Hi Folks, I have a very long list of topics to be covered as a part of article. This time I chose to take up Threading in .net since I popped out this topic from my list using FIFO. You know Threading is a evergreen topic and you might have seen many articles on threading. But I want to make this article very interesting for my buddies. So let’s start our journey. Not all the topics will be covered in this single article. This will be released as chunks starting from basics to .net 4.5 framework threading features.
Introduction
I have come across so many people who knows what threading is but when comes to implementation, they are confused what threading feature to use to accomplish their task. The judgment is always a failure when you do not know what is being provided by .net framework with its Pros & Cons. I was also a victim of this confusion when I started using threads in my development. So the intention of this article is to replace question mark with full stop. First Let us know the basics of threading.
Background
Before we dive in , we need to know what is Process and a thread since process and thread goes hand in hand. Process is an isolation between Applications to secure Application and its data. It is also a physical separation of memory and resources. A thread is an entity which performs all the actions inside a process; it means thread is the one which gives life to a process. As soon as you click on the executable, windows creates a process for the application and creates a Main thread inside the process to perform all the required initializations and further execution. So, we can conclude that every process has at least one thread in it. The threading concept was introduced to make windows responsive. Responsive means user can visualize many applications running parallel in windows.
Behind the scenes:
We know that each application runs in its own process, each process has at least one thread(Main thread). Windows performs switching between the applications and also between threads inside the process to give the user a feeling of parallel execution. This is called as context switching. By this we know that threads are awesome to keep windows responsive at any point of time. But if we look at the negative part of it, Context switching has its own overhead involved which might lead to performance degradation. Threads have memory and time overhead associated with them. Every thread has one of each of the following.
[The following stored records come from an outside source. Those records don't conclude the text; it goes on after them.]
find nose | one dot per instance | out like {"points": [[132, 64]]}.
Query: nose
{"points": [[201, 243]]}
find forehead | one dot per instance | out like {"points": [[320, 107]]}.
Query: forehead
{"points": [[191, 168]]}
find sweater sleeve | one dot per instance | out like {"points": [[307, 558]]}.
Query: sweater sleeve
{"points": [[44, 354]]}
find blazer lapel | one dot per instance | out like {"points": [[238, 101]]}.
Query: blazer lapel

- Thread Kernel Object: The OS allocates these data structure to each of the thread created which contains a set of CPU registers. This also contains threads context and consumes space of 700 bytes in X86 and 1240 bytes in X64 bit machines.
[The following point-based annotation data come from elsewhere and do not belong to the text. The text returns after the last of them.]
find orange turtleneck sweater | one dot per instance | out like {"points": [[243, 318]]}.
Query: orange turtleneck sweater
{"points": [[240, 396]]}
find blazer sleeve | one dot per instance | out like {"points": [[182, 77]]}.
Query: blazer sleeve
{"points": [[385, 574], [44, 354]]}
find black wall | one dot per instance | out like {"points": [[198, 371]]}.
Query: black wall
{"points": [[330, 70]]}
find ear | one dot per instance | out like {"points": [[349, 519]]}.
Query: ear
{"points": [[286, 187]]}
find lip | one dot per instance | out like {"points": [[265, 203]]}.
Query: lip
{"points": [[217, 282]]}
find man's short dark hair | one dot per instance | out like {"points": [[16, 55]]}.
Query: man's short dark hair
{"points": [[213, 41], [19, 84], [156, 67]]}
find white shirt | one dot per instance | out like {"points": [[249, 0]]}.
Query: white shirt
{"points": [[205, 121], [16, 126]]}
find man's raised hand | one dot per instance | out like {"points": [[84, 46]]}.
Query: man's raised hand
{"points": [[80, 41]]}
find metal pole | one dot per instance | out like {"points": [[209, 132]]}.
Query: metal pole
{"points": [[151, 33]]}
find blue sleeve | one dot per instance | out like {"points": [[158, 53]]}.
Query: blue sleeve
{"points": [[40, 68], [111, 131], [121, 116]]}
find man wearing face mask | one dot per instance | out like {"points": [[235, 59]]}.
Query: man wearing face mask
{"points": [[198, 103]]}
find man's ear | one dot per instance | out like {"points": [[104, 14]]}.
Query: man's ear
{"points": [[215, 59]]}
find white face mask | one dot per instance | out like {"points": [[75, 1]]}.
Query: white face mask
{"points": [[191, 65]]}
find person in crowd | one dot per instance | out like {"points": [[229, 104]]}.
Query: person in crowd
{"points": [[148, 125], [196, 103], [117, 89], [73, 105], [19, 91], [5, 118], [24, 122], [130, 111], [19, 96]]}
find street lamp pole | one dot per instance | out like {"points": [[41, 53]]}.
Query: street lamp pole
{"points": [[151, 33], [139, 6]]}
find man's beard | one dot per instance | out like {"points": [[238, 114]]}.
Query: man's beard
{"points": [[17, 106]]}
- Thread Environment Block (TEB): This is the block of memory allocated and initialized in user mode . This consumes 4kb in X84 and 8kb in X64. It helps in storing threads local storage data as well as data structures used in GDI and OpenGL graphics.
- User Mode Stack: The user mode stack is used for local variables and arguments passed to methods. It also contains the next statement to be executes when thread returns from method. By default Windows allocates 1MB of memory.
- Kernel Mode Stack: It is used when application code passes arguments to Kernel mode function in the OS. This is used mainly for security reasons i.e. when Windows copies any data passed from User mode stack to Kernel mode. Post this process Windows validates the data and operates on them. It consumes 12kb in X86 and 24kb in X64 bit machines.
Looking at all these overheads we can infer that each thread created has a very big role to be played in terms of time and memory. So please create threads only if it is required. But most of us think creating thread is an advanced way of programming things which is not at all true.
What are CLR threads and Windows Threads?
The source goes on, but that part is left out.